After a while it stopped snowing, so I fished my cooker out and got ready to light it. As I unzipped the outer fly I was swallowed up in a flurry of snow. Rather than stop snowing it had snowed enough to cover the tent! While more snow came down I tried to cook my freeze-dried food without burning my tent down.

The radio worked, and though the forecast promised more changeable weather, at least it didn’t declare outright war. I pushed at the tent walls regularly to let the unsettling sound of snow begin again. Tired from the concentration of the day and the gritty, silty water that had ruined my meal, I eventually rolled over and tried to sleep.

Shortly before dawn I opened the fly. It had stopped snowing, but my torch revealed a sheet of white every­where. Eating what I could, I nerv­ously packed my gear and stepped outside on to the glacier. Using my ski pole as a probe I stepped and jumped my way up the minefield of crevasses, grateful that the snow had settled only 15 centimetres deep at the most.

As I crossed over Terra Nova Pass into the Rangitata watershed I felt relieved. Then I looked down and saw a massive crevasse stretching across the upper glacier. Warily, I inched my way around, stepping over one bottomless crevasse only to be leered at by a bigger gap ahead.
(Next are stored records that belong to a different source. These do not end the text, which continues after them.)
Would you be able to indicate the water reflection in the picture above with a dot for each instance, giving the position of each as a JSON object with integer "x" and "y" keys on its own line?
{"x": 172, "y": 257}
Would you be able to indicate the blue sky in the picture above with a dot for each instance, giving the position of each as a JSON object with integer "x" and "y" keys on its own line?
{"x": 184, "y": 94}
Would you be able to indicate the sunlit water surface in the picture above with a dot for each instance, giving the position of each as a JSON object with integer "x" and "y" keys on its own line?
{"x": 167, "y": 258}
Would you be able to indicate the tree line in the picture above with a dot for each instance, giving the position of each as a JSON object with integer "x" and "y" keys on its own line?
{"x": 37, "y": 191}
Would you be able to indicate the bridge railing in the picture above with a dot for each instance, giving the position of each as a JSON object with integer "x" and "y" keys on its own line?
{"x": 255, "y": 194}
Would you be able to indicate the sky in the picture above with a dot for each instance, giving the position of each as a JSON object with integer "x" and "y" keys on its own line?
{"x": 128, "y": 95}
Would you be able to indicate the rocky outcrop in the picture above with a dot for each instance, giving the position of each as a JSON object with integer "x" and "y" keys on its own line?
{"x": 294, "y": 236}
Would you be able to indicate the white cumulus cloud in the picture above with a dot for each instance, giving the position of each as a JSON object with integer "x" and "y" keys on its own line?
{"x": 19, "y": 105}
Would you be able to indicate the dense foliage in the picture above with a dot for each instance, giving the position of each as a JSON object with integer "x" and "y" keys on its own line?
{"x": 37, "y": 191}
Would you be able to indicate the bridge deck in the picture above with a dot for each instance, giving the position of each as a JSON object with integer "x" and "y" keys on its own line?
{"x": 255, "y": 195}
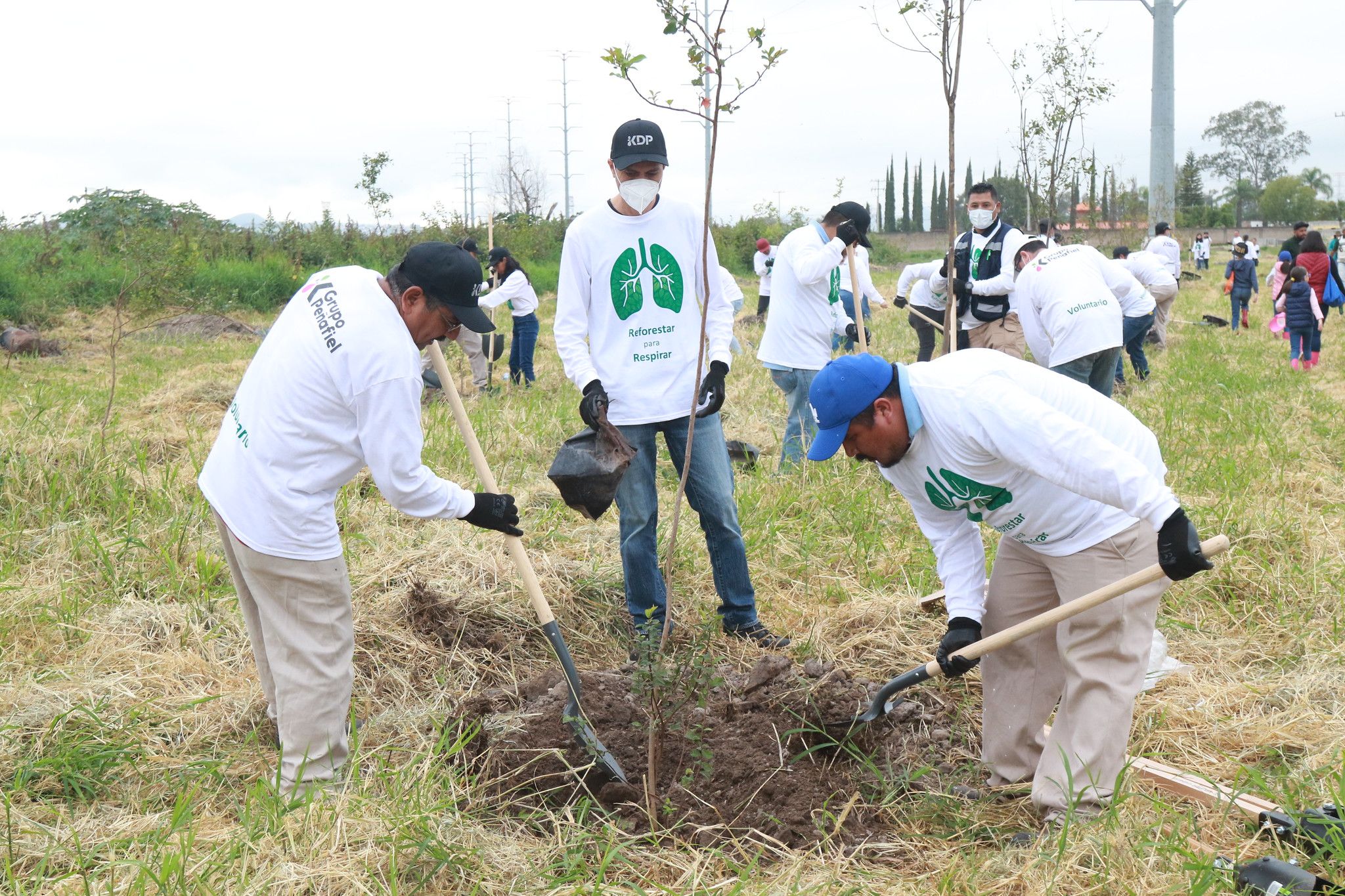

Even­tually, after probing my way around more crevasses and crossing over a ridge, I found a snow-filled gut and happily slid down to the valley floor below.

Later that night I radioed a size­able shopping list for my parents to bring, then passed the night sleeping badly — too swamped between the extremes of the last week and the thought of seeing people again. In the morning I blearily made my way down the river to Erewhon Station.

The reunion with my family was great, but heading off again was aw­ful. I felt trapped in a walking prison. As I headed back up the valley I let myself wonder why. Why anything? was all I could reply. The best rem­edy for such thoughts was long days.

I crossed Butler Saddle and headed down the Rakaia and into the Mathias. Two days later, having dealt with Unknown Col and Whitehorn Pass, I was racing the rain again.

With a good level of aggression I forded the Waimakariri River, then cruised out to the road at Klondike Corner and a wet Easter break.

I stayed at Arthur’s Pass for a week, not wanting to move out but know­ing that I had to. When I finally got under way I walked every day for the next four weeks. I crossed over the tops in Arthur’s Pass National Park, then, in the shorter autumnal days, linked up tracks and huts into the Hurunui and out to the Boyle. I fol­lowed the Saint James Walkway around to Ada Pass, then crossed through metre-deep drifts of fresh snow into the Matakitaki and on to Lake Rotorua. I climbed over Mount Owen in a rain storm, then followed the Wangapeka and Karamea until the rain finally decided to leave me.

In the late afternoon sun I waded through the snowgrass to Boulder Lake and made camp. I opened the but book and for the next half hour filled in the names of all the valleys and passes I had been through. Under a star-packed sky I thanked the radio operators for their help and passed on messages to others. Finally `IB37′ was over-and-out and I bedded down for the last time in the bush.

My thoughts turned to the trip. At times I had wished the South Island was circular so I wouldn’t have to finish and I wouldn’t have to stop. Each day, once I was on the move, I would realise this was the best thing I had ever done. Every step had been able to take my breath away, whether it was patches of delicate moss and fern or the song of bell birds or the view from the crest of a pass, with mountain after mountain rolling back into the distance.

Next morning as I crossed the paddocks of Puponga Farm at Fare­well Spit I broke into a trot. With a huge grin on my face I stood on the sand dunes and looked out to sea.

This is it! This is it! This is it! I had visualised this moment so often on my trip, and in more and more detail as I had got closer. And now it was happening.

I scampered down the sand dunes, tore off my boots and ran into the sea. whooping and jumping.